On the night of May 4, the girls' families, frightened by hours of fierce fighting between insurgents and Afghan and Western troops in and around Garani, had sought shelter, together with dozens of neighbors, in a pair of sprawling compounds belonging to the village's most powerful tribal clans.

After the clashes subsided in the early evening, residents said, many were bedding down by about 8:30, still huddled together in hope of safety.

That, they say, is when the bombs fell.

Nine-year-old Nazbibi, whose large brown eyes were half hidden by swollen eyelids with eyelashes burned away, remembered falling asleep with her mother and 10-year-old sister by her side.

"I heard a big boom, and I was buried except for my head," she said. "Everything collapsed -- the roof was on me, and there were flames. I was so frightened."

Her sister, Gulbuddin, was killed. Her mother, Sanam, suffered burns but survived, although the night's events so unhinged her that she apparently suffered a mental collapse.

Because of the seriousness of their condition, the girls were eventually brought to the country's best burn treatment center, at the regional hospital in Herat, about 150 miles north of Farah City.

Marie-Jose Brunel, a nurse working for a French humanitarian group that helps run the unit, grimaced when asked if they would live. She thought yes, but wasn't sure.

Nurses and doctors said Nazbibi's father, Saeed Malham, rarely left her bedside. Like many of the village's men, he works as a laborer across the border in Iran, and did not learn of the catastrophe that had befallen his family until two days later.

"When they told me what had happened, I fainted under a tree," he said. Then he rushed home, returning to a village marked by destroyed homes and fresh graves.

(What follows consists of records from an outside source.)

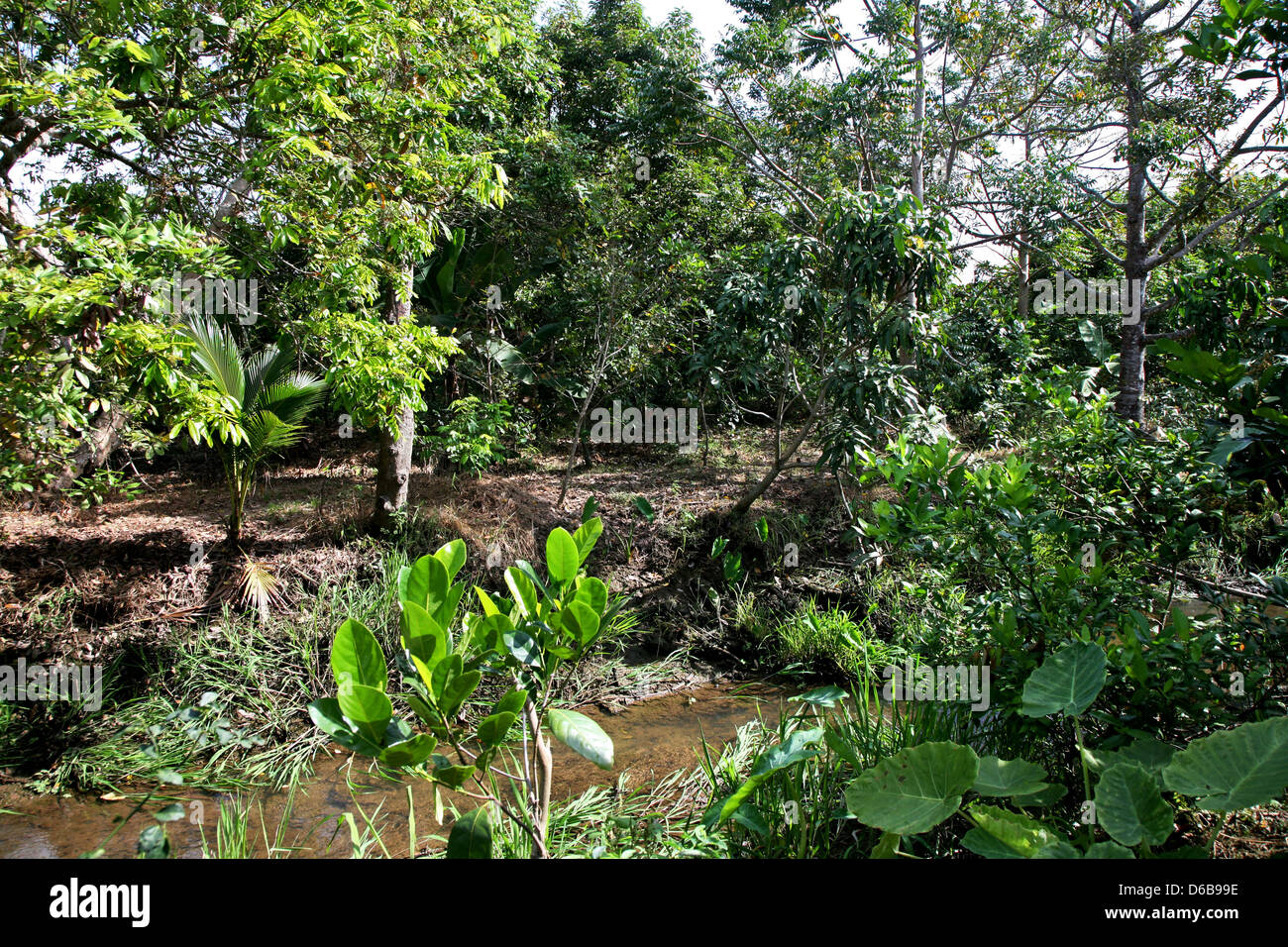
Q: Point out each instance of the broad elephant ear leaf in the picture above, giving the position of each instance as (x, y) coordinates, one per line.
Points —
(1067, 682)
(913, 789)
(1129, 806)
(1009, 777)
(1233, 770)
(1004, 834)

The father of the other three girls in the burn unit, Saeed Barakat, was also separated from his wife and children at the time of the bombardment. He had gone to the mosque in the early evening, and then to the home of an elder married daughter to spend the night.

When the alarm was raised, he hurried to the compound where his family had been sleeping. There he encountered a nightmarish landscape of blood-covered rubble and severed limbs. A hand was found in a nearby tree. Only seven of more than 70 people inside were alive, according to Barakat and others interviewed.

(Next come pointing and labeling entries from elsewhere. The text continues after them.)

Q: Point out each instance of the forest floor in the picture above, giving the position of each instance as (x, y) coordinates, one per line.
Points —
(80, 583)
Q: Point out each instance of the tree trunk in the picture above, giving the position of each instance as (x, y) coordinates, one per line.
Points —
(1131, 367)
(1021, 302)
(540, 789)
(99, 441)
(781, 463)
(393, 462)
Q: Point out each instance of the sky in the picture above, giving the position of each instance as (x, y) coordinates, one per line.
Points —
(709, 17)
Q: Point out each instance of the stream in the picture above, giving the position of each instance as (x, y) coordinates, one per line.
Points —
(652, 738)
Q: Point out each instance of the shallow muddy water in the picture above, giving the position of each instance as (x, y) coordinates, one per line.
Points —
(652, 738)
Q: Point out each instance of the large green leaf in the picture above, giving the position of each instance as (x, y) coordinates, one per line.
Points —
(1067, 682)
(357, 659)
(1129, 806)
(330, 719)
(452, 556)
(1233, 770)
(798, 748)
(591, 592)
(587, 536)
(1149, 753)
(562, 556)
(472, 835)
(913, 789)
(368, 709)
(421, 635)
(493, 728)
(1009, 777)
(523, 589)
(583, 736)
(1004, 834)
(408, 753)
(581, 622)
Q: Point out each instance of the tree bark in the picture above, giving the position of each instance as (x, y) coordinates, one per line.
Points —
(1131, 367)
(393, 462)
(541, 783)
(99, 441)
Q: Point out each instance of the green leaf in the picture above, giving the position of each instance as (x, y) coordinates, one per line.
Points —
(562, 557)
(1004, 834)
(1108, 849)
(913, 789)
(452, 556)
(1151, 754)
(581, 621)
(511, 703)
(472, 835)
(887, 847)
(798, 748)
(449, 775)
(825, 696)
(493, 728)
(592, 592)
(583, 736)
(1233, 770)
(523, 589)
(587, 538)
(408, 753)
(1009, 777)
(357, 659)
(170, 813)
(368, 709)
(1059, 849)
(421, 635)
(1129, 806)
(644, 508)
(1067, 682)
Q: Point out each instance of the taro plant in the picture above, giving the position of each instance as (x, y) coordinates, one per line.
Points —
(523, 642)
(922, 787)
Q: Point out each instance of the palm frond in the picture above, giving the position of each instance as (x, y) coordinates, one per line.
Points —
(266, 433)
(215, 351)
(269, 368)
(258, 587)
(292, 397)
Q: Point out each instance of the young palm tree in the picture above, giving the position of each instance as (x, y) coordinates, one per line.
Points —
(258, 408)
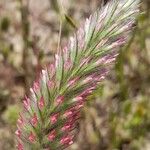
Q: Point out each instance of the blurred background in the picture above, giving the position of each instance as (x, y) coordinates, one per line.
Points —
(117, 115)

Echoing sentiments that would be expressed in the following days by many other villagers, Barakat aimed his bafflement and fury squarely at the U.S. military.

"We blame America," he said. "With all their technology, they don't determine who is a fighter and who is an innocent. Now my house is gone. My wife is dead. My children are burned."

But the other father, Malham, was angrier at the Taliban.

"I say this to them," he said in a low voice, glancing over to make sure he was not frightening his daughter with the vehemence of his tone. "May God bring their houses down on their heads."